Spin-offs from the Oseberg gas injection project included the decision by Hydro and its partners to develop Grane and Fram with such injection, based on gas imported from other fields. That formed an important part of the strategy for achieving good resource utilisation on these fields. Gas and WAG injection were also adopted on Oseberg Sør.

Development of well technology in connection with Troll Oil has had big spin-offs for other fields, particularly in the use of multilateral wells. Figure 5.14 shows the trend for such wells on the NCS before and after the Troll development. Troll Oil operator Hydro extended this technology to Njord, Fram, Brage and Grane. Other operators have also adopted it. Several suppliers have developed their own solutions for this type of well. Baker Hughes and Halliburton were awarded the NPD’s IOR prize in 2006 for their contributions to these developments.


Figure 5.14 Trend for the use of multilateral wells

Figure 5.14 Trend for the use of multilateral wells


Long-term thinking and creativity

Two conditions in particular have laid the basis for success on such fields as Ekofisk, Oseberg and Troll: their size, which made it possible to develop new technology for an individual field, and the adoption of such solutions early in the field’s lifetime. Such conditions are not present to the same extent on the NCS today. But Norway still has a number of big fields expected to produce oil for many decades to come, such as Ekofisk, Eldfisk, Snorre and Heidrun. That will also apply to large new developments on the NCS.

Important historical decisions on field pilots and implementation have been very important, with substantial spin-offs.
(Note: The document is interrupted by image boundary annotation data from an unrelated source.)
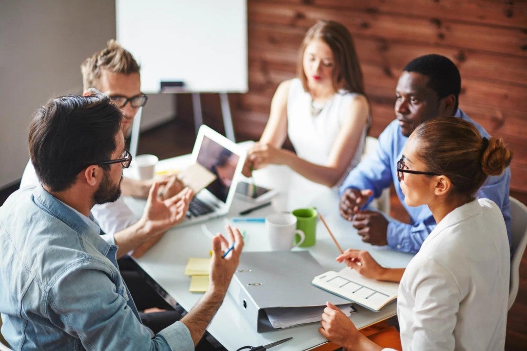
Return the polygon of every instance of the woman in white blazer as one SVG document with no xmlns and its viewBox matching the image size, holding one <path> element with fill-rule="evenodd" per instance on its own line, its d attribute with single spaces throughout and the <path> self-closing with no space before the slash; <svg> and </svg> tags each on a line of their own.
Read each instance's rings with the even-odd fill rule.
<svg viewBox="0 0 527 351">
<path fill-rule="evenodd" d="M 397 164 L 411 206 L 427 206 L 437 226 L 406 269 L 379 265 L 367 251 L 337 258 L 365 277 L 397 281 L 404 350 L 503 350 L 510 253 L 498 207 L 474 195 L 510 163 L 503 140 L 482 138 L 473 125 L 441 117 L 410 135 Z M 319 332 L 348 350 L 382 347 L 327 303 Z"/>
</svg>

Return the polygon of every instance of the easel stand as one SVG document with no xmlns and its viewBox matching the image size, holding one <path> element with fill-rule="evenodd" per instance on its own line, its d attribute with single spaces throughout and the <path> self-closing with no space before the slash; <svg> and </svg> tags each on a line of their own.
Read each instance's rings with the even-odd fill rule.
<svg viewBox="0 0 527 351">
<path fill-rule="evenodd" d="M 192 93 L 192 110 L 194 112 L 194 129 L 196 135 L 198 130 L 203 124 L 203 114 L 201 112 L 201 99 L 199 93 Z M 225 136 L 234 142 L 236 142 L 234 137 L 234 128 L 232 126 L 232 117 L 231 114 L 230 106 L 229 105 L 229 98 L 227 93 L 219 93 L 220 104 L 221 106 L 221 115 L 223 120 L 223 127 L 225 128 Z"/>
</svg>

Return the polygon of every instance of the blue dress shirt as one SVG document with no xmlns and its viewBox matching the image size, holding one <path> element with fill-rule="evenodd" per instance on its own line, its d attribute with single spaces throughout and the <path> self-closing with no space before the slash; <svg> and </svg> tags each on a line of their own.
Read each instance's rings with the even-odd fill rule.
<svg viewBox="0 0 527 351">
<path fill-rule="evenodd" d="M 469 118 L 461 110 L 458 109 L 454 115 L 473 124 L 482 137 L 490 136 L 483 127 Z M 379 136 L 379 143 L 375 153 L 361 161 L 349 172 L 339 189 L 339 193 L 341 195 L 348 188 L 372 190 L 373 196 L 368 199 L 364 208 L 374 198 L 380 196 L 384 189 L 388 188 L 393 183 L 399 200 L 410 215 L 410 224 L 388 218 L 386 233 L 388 245 L 398 251 L 416 252 L 435 227 L 436 223 L 427 206 L 411 207 L 404 202 L 404 195 L 397 178 L 396 164 L 402 156 L 403 149 L 407 140 L 408 138 L 401 133 L 398 122 L 396 120 L 392 122 Z M 512 242 L 509 201 L 510 181 L 511 170 L 507 167 L 500 175 L 489 177 L 476 194 L 479 198 L 492 200 L 501 209 L 507 227 L 509 245 Z"/>
<path fill-rule="evenodd" d="M 117 247 L 41 186 L 0 208 L 2 333 L 15 350 L 193 350 L 178 321 L 151 337 L 117 267 Z"/>
</svg>

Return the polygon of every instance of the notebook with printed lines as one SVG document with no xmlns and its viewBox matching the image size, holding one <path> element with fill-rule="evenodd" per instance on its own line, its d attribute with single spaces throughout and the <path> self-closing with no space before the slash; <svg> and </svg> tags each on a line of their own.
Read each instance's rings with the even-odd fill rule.
<svg viewBox="0 0 527 351">
<path fill-rule="evenodd" d="M 317 276 L 311 283 L 374 312 L 396 299 L 399 288 L 398 283 L 365 278 L 349 267 Z"/>
</svg>

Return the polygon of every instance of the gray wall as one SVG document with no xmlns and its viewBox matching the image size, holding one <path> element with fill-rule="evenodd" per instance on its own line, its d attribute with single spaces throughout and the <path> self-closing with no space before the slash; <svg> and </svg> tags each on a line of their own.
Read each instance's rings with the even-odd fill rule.
<svg viewBox="0 0 527 351">
<path fill-rule="evenodd" d="M 33 111 L 50 98 L 80 94 L 83 60 L 115 36 L 111 0 L 0 1 L 0 188 L 19 180 Z M 142 129 L 174 114 L 172 96 L 150 96 Z"/>
</svg>

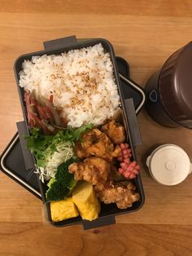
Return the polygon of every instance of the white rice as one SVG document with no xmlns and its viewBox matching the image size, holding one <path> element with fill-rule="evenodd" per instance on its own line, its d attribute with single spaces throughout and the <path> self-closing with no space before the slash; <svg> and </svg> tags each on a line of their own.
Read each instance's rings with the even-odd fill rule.
<svg viewBox="0 0 192 256">
<path fill-rule="evenodd" d="M 63 108 L 68 126 L 102 124 L 116 113 L 120 103 L 109 53 L 101 43 L 59 55 L 33 56 L 24 60 L 20 86 Z"/>
</svg>

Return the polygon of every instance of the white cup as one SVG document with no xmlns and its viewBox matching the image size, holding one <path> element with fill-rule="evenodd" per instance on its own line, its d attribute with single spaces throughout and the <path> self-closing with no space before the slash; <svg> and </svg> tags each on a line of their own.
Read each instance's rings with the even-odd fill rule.
<svg viewBox="0 0 192 256">
<path fill-rule="evenodd" d="M 164 144 L 146 158 L 151 176 L 158 183 L 173 186 L 181 183 L 192 172 L 186 152 L 179 146 Z"/>
</svg>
With hindsight, it can be seen that results from these projects were not a matter of course. A certain degree of boldness was required there and then from everyone involved. Oil prices are high today. Improved recovery from producing fields is a political goal. Much of the potential lies in the immobile oil which cannot be recovered unless new methods are adopted.

A bold approach is important for maintaining a high level of value creation. Getting as much as possible out of producing fields while infrastructure is still in place will be crucial. Close followup by the authorities has earlier proved useful when important decisions are to be taken. That will undoubtedly remain the case. At the same time, it will be crucial to have licensees who combine the willingness to take risks with long-term thinking, professional strength and creativity, and who thereby contribute to extending the limits of the attainable.